Positivity comes with benefits if this article on the optimism bias is anything to go by. While, collectively, our view of the future can swing in synch with the news, the budget or the crime stats, a 2007 study found that 76% of respondents were optimistic about the future for their own family. According to the author, “Even if that better future is often an illusion, optimism has clear benefits in the present. Hope keeps our minds at ease, lowers stress and improves physical health.”
It gives rise to phenomenon like talk of ‘green shoots’ in the midst of terrible financial depression because, it seems, we are compelled to find them.

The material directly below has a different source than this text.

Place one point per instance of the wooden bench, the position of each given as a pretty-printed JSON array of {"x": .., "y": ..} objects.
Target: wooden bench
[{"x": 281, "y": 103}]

The take-out for brands is obvious. Clearly, there is merit in espousing a clear and positive view of the way forward. It’s not enough to just inform. Brands need to inspire, because that optimistic prognosis of what lies ahead holds real opportunities in terms of engaging and involving people. It humanises brands.
Optimism, I surmise, also aligns directly with our worldview. In other words, what we look forward to is a world that is most like the world we believe in and want to live in. Politicians of course understand this instinctively. So, it’s interesting isn’t it, that so many brands deal in the present, without building a clear bridge to that tomorrow. They do so because their commercial imperatives tell them such containment is realistic – but in point of fact, perhaps articulating an optimistic future is an underpinning opportunity to cementing long-term loyalty.
To strategise, you must first dream. You must be prepared to go where your logical mind says you can’t, and, once you have, where your heart begs to stay. You must identify a brighter, stronger, clearer, competitively different tomorrow, and you must be prepared to brave the cynics to state what people secretly want to hear.
To do that, you need to know where that tomorrow needs to be – even before they do.
As one of my favourite observations goes – imagine where history might have taken us if Martin Luther King had stood in front of all those people in Washington and announced “I have a Powerpoint”.